Let $f(x)=x^3-x-6.$ Let $n$ be any real number such that $f(n)=0$. Then $f(x)=(x-n)(x^2+Ax+B)$ for all $x,$ for some constants $A, B.$

$$\text {So }\quad x^3-x-6=x^3+x^2(A-n)+x(B-nA)+(-nB)$$ for all $x.$ This requires $0=A-n$ and $-1=B-nA ,$ so $A=n$ and $B=nA-1=n^2-1.$

Now if $f(m)=0$ with $m\ne n$ then $0=m^2+Am+B=m^2+nm+(n^2-1),$ implying $m=(-n\pm \sqrt {4-3n^2}\;)/2.\;$ In order for $m$ to be a real number we must have $4-3n^2\geq 0,$ which implies $|n|\leq 2/\sqrt 3.$

But if $|n|\leq 2/\sqrt 3$ then $|n^3-n|\leq |n|^3+|n|\leq 8/(3\sqrt 3\;)+2/\sqrt 3<6.$

So $f(n)=0$ has at most one real-number solution.

Answer 2

Although that contradiction is correct, it is not entirely clear why you assumed that is obvious. You still have to prove that that cannot hold.

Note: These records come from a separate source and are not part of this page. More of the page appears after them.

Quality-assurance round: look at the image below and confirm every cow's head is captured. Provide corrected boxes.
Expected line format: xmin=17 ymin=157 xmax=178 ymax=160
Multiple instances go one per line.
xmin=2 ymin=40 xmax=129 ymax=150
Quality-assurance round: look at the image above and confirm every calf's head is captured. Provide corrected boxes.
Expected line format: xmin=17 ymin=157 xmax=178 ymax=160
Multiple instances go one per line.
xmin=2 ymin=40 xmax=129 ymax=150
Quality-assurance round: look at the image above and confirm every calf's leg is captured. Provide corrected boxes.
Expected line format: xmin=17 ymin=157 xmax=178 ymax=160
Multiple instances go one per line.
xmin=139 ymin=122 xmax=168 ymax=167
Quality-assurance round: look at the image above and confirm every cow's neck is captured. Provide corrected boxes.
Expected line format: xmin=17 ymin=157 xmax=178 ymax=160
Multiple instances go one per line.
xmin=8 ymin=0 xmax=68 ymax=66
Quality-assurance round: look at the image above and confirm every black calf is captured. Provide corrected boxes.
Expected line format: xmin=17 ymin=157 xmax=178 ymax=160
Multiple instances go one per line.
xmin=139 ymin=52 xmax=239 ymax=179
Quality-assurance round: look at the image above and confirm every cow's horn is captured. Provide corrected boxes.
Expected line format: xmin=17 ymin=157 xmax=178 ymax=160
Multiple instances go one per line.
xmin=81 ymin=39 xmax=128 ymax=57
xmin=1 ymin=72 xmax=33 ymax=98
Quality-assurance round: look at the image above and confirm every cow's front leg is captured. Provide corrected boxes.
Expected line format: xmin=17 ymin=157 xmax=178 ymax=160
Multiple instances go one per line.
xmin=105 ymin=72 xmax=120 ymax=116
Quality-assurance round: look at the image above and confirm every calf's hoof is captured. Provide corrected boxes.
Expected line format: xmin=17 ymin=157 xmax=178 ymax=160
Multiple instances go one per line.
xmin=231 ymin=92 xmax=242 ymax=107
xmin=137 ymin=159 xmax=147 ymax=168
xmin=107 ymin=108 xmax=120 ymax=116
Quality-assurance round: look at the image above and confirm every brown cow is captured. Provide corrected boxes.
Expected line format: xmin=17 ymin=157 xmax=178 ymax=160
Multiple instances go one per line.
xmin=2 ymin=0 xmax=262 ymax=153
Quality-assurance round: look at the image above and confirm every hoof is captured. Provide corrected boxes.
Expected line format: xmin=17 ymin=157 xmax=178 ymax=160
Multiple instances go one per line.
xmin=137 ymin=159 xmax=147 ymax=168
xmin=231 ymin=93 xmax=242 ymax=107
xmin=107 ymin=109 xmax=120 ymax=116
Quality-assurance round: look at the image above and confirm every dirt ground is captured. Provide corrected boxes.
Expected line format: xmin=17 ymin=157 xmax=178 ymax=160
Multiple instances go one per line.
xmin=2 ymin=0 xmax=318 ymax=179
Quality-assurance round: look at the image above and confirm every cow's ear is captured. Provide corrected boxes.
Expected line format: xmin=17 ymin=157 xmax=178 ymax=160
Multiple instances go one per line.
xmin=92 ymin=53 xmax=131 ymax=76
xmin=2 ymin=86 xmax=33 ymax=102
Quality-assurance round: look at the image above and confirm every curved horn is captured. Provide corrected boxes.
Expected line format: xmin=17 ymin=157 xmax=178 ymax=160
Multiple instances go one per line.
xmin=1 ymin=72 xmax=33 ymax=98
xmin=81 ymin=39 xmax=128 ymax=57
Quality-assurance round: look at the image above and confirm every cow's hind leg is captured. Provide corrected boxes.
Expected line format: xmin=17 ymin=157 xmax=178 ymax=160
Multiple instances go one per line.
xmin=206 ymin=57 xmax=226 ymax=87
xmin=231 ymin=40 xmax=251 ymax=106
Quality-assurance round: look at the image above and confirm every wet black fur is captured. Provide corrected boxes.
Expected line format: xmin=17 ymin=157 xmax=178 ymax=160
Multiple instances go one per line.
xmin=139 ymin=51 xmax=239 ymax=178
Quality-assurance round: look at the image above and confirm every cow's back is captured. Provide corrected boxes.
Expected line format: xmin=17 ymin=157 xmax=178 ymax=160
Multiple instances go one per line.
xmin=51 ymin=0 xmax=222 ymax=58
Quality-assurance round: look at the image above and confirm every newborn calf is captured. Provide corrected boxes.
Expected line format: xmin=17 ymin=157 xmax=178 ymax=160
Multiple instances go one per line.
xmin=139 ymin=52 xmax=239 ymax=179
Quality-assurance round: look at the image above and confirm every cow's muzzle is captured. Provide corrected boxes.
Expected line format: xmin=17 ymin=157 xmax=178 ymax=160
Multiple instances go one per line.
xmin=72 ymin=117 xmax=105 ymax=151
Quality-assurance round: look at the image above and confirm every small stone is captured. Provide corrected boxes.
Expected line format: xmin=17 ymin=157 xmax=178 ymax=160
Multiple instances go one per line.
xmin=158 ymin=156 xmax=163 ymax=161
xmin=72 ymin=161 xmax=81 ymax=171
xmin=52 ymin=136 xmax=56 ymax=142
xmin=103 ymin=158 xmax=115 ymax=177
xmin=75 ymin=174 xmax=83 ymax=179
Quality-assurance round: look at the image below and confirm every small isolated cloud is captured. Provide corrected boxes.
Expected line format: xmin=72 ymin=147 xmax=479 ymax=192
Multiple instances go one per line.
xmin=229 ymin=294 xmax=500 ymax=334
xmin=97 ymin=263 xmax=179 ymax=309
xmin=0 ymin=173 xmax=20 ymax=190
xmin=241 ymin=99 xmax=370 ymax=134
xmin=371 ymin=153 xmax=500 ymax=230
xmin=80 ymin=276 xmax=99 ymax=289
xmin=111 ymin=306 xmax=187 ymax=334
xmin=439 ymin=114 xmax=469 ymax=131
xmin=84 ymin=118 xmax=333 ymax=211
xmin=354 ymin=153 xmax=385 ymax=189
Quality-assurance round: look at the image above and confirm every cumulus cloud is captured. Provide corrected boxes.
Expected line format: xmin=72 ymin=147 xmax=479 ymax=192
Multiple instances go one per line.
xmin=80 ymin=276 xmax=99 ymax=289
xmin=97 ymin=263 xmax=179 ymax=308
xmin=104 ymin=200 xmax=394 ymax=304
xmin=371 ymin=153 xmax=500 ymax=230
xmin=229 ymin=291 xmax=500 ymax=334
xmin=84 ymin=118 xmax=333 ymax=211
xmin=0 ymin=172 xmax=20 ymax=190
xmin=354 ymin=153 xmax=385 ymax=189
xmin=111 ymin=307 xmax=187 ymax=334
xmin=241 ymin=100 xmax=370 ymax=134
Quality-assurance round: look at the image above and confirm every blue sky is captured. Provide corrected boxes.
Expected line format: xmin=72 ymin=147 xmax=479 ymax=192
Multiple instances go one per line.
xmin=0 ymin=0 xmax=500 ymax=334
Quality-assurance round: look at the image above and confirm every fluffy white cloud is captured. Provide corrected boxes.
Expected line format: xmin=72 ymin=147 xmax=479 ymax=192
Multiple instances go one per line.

A much easier way would be to prove that $m^3-m-6<0$ if $m0$ if $m>n$, by simple algebra.

Answer 3

We can prove a stronger result for essentially no extra effort.

Let positive integer $n $ be such that $n^3-n-k=0$

Suppose another positive integer $m\ne n$ exists such that $m^3-m-k=0$. Then we see that $n^3-n = k$ and $m^3-m = k$ so $n^3-n = m^3-m $.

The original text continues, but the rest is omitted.